Attualità e politica

I nodi del Recovery Plan, tra strategia per l’idrogeno e politiche per il lavoro

Ieri sera è arrivata una nuova bozza del Recovery Fund, che presenta non pochi nodi da sciogliere. I 209 miliardi di fondi verranno dati dall’Europa se il nostro governo presenterà un piano adeguato di progetti e riforme che garantiscano lo sviluppo e non si rivelino vane. L’Italia, che fino ad ora non si è distinta per la capacità di spesa dei fondi europei, sarà obbligata ad utilizzarli entro il 2026.

Il governo deve pensare a progetti per la formazione, per il reinserimento di tutti i disoccupati, o ancora alla strategia energetica nazionale, ma soprattutto dovrà decidere chi sarà ad occuparsi dei fondi europei e a vigilare che questi siano effettivamente utilizzati e non sprecati.

Alla base dei nodi del piano ci sono le divergenze tra le due forze di maggioranza, il Partito Democratico e il Movimento 5 Stelle. Del primo fanno parte i tre ministri che ieri hanno finalizzato la bozza e quindi Roberto Gualtieri per l’Economia, Enzo Amendola per gli Affari europei e Peppe Provenzano per la Coesione territoriale. Dei pentastellati fanno parte invece Stefano Patuanelli dello Sviluppo economico; Nunzia Catalfo del Lavoro; Alfonso Bonafede della Giustizia e Fabiana Dadone della Pubblica amministrazione.
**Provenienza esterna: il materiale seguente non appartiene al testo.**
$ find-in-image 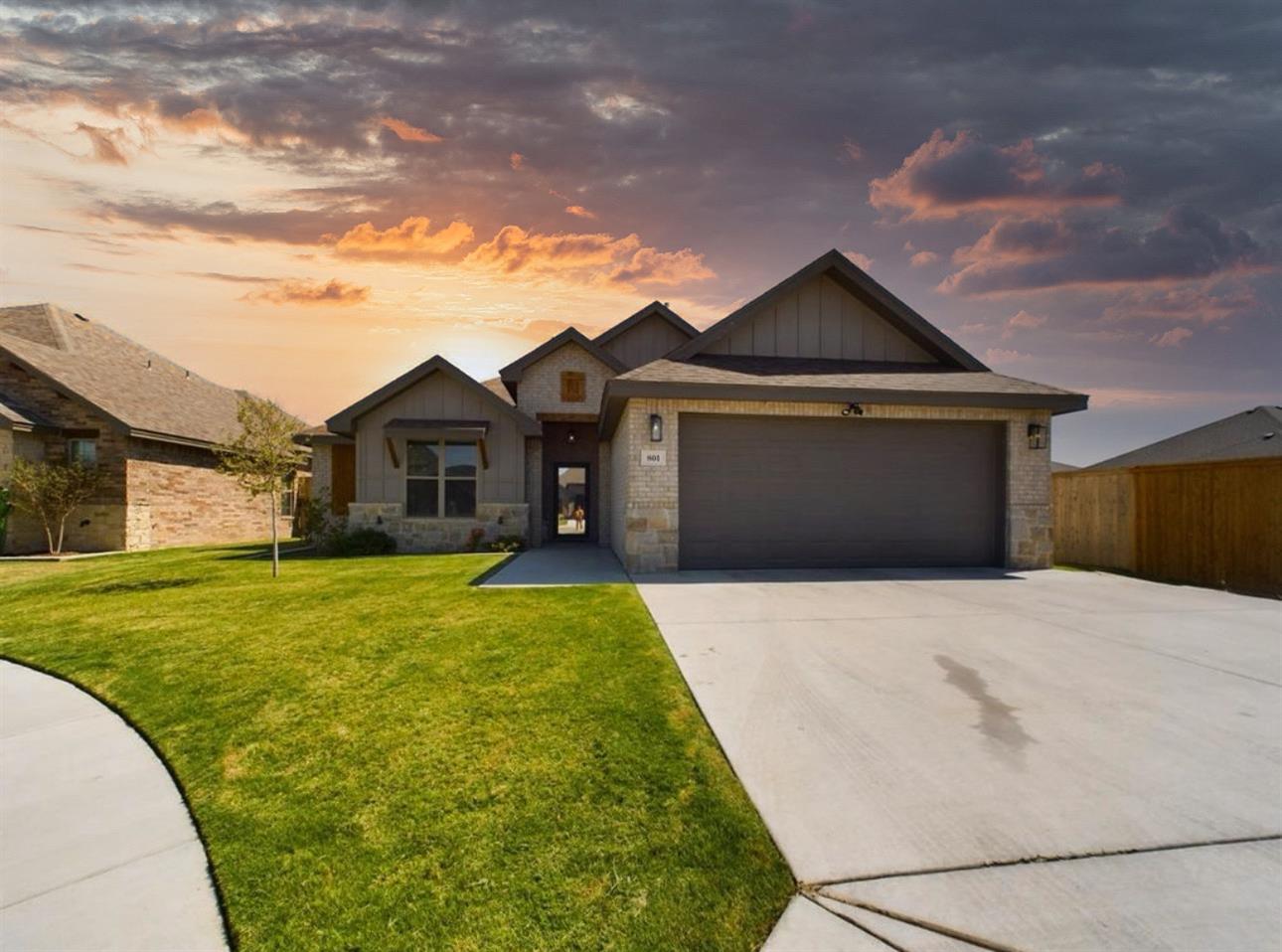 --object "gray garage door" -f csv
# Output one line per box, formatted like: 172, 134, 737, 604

Tra i punti più controversi, come racconta il Corriere della Sera, vi sono gli investimenti nelle energie rinnovabili e nello specifico nell’idrogeno. Nell’ultima bozza sono stati stanziati otto miliardi di euro per la “produzione e distribuzione di rinnovabili e sostegno alla filiera”. Di questi, circa la metà sono per le fonti di energia rinnovabile e 2,7 miliardi per le infrastrutture di rete. Alla filiera dell’idrogeno sono stati destinati due miliardi di euro: 900 milioni sono per la riconversione energetica dell’Ilva di Taranto e i restanti 1,1 miliardi sono per i progetti sull’idrogeno. Ma proprio qui giace la diatriba tra le due forze politiche: il M5S vuole dare priorità all’idrogeno verde, ricavato da fonti rinnovabili e totalmente decarbonizzato, ma con costi circa tre volte più alti dell’idrogeno blu, che è invece ricavato dal metano e il cui 90% delle emissioni di gas viene catturato e iniettato nei giacimenti.
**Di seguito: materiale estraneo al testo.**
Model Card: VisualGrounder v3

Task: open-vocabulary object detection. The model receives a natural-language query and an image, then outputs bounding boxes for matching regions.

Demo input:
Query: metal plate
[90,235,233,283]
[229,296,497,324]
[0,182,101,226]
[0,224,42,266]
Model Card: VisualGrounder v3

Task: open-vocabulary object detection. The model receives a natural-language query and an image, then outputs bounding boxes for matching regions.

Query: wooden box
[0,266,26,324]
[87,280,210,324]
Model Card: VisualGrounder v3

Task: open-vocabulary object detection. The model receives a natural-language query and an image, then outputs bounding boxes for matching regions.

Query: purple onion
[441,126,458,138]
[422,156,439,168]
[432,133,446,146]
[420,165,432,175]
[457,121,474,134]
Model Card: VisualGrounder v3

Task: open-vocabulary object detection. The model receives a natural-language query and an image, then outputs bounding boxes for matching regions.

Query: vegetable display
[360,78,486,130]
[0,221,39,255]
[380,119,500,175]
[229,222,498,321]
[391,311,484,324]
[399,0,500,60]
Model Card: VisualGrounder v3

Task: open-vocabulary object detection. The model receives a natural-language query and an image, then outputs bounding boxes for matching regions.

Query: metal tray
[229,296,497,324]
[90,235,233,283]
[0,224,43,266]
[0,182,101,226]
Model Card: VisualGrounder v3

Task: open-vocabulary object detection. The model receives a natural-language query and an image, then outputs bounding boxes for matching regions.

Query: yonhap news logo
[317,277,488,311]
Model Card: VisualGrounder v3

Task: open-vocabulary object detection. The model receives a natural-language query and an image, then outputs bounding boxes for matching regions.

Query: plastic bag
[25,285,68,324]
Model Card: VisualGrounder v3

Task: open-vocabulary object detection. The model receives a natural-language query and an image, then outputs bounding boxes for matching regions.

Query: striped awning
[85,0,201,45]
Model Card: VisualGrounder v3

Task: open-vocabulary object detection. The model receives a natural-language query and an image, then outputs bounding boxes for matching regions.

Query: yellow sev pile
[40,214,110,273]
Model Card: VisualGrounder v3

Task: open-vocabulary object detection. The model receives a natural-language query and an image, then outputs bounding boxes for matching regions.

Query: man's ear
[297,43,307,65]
Ancora latitante il capitolo tre, che è di fatto il più importante: chi sarà il responsabile del Next Generation Eu. Previsti poi 12,6 miliardi per le politiche per il lavoro, dopo che il reddito di cittadinanza e i navigator, introdotti dal M5S, si sono rivelati un flop. Nella bozza si parla di assegno di ricollocazione e di un programma di “garanzia di occupabilità dei lavoratori”, un sistema unico di profilazione per disoccupati e “persone in transizione”, e di “industry academy”. Sul fronte salute, nella cui prima bozza erano stati destinati solo nove miliardi, ora è stato previsto un incremento e un finanziamento di 20 miliardi.